House Republicans announced a broad-reaching bill on Friday that includes a "fix" for the mandated 27.4 percent Medicare physician reimbursement cut that will go into effect on Jan. 1, 2012, unless Congress takes action .
The bill is called the Middle Class Tax Relief and Job Creation Act of 2011 and among many other provisions, it proposes a 1 percent increase in physician fee-for-service payments in 2012 and 2013, representing the most certainty physicians have had since 2004, according to a GOP summary of the bill.
The Congressional Budget Office estimates the bill will increase spending by $25.3 billion over 10 years. To help win favor among Democrats, House Republicans propose extending the payroll tax cuts by another year, something Senate Republicans currently oppose in an ongoing debate in that chamber.
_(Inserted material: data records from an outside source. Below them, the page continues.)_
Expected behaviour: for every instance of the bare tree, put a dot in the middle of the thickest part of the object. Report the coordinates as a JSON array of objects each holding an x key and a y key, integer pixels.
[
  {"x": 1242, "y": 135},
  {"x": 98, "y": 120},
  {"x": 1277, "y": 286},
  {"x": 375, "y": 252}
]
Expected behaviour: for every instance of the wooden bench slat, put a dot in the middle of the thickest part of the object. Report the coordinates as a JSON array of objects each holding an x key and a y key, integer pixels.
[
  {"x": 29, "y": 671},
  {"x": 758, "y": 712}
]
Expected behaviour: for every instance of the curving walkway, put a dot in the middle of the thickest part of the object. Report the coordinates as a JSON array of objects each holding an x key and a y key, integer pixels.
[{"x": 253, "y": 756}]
In order to pay for it, the House “doc-fix” expects to recover $36 billion over 10 years by changing the co-pay structure for civilian federal retirees, $31 billion from gradually raising Medicare premiums on high-income beneficiaries and $8 billion by reducing the prevention and public health fund created under the Affordable Care Act.
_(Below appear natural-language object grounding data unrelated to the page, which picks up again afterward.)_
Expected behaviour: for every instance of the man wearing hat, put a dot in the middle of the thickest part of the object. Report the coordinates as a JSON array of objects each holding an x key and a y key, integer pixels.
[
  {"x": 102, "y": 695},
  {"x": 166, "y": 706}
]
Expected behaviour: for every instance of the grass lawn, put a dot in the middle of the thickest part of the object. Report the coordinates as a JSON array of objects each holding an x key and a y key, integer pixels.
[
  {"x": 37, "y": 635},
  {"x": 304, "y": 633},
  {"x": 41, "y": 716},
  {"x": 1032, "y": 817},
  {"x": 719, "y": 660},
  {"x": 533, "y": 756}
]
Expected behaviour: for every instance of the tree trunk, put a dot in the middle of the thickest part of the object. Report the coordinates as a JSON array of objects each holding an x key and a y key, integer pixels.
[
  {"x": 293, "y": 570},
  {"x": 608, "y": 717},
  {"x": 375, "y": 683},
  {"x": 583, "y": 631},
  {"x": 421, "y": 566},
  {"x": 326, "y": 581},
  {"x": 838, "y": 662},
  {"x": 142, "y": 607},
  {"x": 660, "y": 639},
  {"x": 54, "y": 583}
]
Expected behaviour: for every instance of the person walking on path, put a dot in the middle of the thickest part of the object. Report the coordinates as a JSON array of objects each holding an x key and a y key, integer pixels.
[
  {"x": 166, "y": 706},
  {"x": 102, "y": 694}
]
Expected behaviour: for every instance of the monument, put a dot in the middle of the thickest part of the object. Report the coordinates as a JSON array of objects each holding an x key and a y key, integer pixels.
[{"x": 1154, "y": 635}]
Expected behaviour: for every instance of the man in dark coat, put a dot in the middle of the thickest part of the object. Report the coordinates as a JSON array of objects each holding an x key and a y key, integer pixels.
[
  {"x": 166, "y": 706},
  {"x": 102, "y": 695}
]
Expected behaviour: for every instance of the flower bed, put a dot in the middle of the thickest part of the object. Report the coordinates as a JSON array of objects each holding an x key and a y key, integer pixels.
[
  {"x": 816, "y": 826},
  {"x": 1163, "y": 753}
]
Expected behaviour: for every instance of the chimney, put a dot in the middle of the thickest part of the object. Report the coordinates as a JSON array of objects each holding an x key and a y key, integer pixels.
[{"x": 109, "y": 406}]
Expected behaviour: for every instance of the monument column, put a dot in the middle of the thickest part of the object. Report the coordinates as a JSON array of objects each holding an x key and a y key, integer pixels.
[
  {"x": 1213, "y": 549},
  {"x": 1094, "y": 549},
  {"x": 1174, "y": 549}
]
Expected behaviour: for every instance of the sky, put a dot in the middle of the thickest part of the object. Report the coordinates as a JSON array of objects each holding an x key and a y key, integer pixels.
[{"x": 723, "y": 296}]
Republicans are also targeting hospitals by reducing the facility fee for outpatient services ($6.8 billion), reimbursement for bad debt under Medicare ($10.6 billion) and special payments to hospitals that serve more low-income patients ($4.1 billion). In addition, they want to increase the amount of health insurance subsidies that can be recovered from fraud under the federal health reform law, accounting for $13.4 billion over 10 years.
President Obama has said he would veto the bill in its current form mainly because it puts too much of the burden to pay for the plan on middle class Americans rather than the wealthy.
The Medicare Sustainable Growth Rate (SGR) formula puts physician reimbursements on the chopping block every year only for Congress to typically pass a one-year fix. Many physician groups as well as the Obama administration would like to see the SGR formula replaced, which could come with a price tag that’s tough to swallow for this budget-conscious Congress.
Simply freezing physician payments under Medicare over the next 10 years would cost an estimated $300 billion. Reducing specialist pay in conjunction by 5.9 percent, as the Medicare Payment Advisory Committee suggests, would cost $200 billion over 10 years.
One likely hang-up for the current “doc-fix” is that GOP Republicans inserted a provision to accelerate granting the Keystone XL natural gas pipeline that’s been extremely controversial in recent weeks.